Marketing technology (martech) and advertising technology (ad tech) will increasingly resemble fintech. In turn that will lead to a world where marketers can buy and sell audiences on the stock exchange, in just the same way that investors trade frozen oranges and pork bellies according to Tim Whitfield, director, technical operations at GroupM.

He described this future vision in a Which-50 video interview following a recent industry roundtable.

“When you think about it, why couldn’t you have audiences on the stock exchange?”

The martech and ad tech worlds are already drawing some “really stark parallels” with the development of fintech he suggested.

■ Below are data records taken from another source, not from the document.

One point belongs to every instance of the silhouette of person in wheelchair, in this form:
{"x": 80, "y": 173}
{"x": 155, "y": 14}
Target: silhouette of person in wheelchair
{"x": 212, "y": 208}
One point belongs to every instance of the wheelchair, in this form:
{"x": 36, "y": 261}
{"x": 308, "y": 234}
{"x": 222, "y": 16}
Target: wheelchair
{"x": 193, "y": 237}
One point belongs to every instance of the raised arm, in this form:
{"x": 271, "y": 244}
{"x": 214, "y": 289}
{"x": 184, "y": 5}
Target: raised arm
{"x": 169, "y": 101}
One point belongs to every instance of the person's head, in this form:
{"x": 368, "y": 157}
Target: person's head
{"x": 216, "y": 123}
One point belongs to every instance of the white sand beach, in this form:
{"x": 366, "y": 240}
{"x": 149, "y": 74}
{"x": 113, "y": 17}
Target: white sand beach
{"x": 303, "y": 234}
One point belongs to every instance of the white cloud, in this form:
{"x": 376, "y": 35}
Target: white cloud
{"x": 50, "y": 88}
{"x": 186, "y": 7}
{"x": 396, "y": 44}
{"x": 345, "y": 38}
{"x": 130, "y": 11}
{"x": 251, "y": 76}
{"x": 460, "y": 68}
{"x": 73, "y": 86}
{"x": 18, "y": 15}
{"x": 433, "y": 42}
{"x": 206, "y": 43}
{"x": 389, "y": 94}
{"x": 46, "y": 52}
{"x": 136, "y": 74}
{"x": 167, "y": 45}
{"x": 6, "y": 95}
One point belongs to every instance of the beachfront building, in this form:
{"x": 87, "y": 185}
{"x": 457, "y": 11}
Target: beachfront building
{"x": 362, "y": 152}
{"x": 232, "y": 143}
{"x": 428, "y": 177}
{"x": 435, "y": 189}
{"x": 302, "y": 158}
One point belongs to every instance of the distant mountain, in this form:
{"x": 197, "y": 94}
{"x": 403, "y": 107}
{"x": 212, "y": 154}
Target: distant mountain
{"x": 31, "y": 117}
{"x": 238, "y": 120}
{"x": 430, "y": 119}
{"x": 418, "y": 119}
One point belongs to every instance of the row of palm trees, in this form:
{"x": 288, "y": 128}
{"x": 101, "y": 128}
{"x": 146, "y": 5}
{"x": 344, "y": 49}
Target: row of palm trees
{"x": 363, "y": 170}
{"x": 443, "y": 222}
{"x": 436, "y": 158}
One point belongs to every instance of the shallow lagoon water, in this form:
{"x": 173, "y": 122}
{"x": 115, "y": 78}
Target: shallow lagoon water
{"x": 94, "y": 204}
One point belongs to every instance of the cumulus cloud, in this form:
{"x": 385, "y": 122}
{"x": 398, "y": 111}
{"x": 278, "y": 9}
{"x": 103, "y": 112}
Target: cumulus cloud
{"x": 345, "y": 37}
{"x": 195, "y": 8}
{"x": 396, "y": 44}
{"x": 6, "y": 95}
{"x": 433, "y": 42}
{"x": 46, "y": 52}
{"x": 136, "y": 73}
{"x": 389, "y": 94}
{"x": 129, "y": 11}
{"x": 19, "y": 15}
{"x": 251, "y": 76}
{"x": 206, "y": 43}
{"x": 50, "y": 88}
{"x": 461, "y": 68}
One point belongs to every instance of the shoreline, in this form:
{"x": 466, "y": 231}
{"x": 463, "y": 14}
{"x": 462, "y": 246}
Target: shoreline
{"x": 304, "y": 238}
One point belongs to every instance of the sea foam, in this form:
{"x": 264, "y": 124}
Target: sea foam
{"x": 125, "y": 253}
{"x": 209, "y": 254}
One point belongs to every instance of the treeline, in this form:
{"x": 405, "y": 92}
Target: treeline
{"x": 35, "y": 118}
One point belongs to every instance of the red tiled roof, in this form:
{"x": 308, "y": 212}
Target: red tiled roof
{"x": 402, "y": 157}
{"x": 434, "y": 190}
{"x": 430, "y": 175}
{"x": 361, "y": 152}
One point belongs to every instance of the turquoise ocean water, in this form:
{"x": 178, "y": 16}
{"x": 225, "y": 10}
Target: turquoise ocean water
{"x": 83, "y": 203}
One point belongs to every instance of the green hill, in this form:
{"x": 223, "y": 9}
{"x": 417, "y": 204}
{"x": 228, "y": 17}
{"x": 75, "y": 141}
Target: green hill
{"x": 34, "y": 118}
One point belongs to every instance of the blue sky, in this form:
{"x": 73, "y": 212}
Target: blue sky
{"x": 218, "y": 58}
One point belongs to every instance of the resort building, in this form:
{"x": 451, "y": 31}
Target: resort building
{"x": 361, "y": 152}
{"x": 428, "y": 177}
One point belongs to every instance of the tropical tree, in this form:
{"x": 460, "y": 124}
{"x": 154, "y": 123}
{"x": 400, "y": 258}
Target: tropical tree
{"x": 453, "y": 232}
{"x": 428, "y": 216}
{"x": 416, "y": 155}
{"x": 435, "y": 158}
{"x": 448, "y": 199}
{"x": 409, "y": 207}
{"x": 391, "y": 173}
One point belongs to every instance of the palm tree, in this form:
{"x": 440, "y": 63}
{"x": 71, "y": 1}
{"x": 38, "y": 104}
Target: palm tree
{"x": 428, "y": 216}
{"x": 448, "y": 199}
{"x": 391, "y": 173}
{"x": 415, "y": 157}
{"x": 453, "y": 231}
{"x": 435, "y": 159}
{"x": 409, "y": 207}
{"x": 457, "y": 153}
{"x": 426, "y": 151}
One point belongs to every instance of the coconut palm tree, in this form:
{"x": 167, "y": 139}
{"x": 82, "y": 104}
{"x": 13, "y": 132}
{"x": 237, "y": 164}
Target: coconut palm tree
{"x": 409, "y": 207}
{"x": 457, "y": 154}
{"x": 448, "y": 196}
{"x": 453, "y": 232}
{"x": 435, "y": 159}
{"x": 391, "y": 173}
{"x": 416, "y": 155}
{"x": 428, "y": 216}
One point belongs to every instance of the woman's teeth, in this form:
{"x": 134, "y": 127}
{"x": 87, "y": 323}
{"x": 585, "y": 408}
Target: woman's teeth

“I can really see it visualised in my mind, on a Reuters or a Bloomberg ticker at the bottom of the page you’ll see what the price to go and buy people 25-54 who are in your target demo, in your geographic demo, in your household income, that are guaranteed viewability, guaranteed brand safe, guaranteed fraud-free.”

“You’ll see that as a stock price going up and down and people will be trading it,” Whitfield said. “I can see a derivatives market [where the marketer says] you know what its only the middle of the year now, I wonder what the price will be at the end of the year? I am going to buy it in advance as a derivative.”

“That’s where I see the ultimate evolution of clean data, accurate data, disseminated everywhere to a larger audience,” Whitfield said.

“Over a long trajectory, and I’m talking in a couple of decades, then what I can see is that this seems to be this migration towards fintech.”

Whitfield made his comments speaking after a recent industry roundtable examining the merger of ad tech and martech which in turn contributed to the creation of a whitepaper called “The Convergence of AdTech and MarTech.”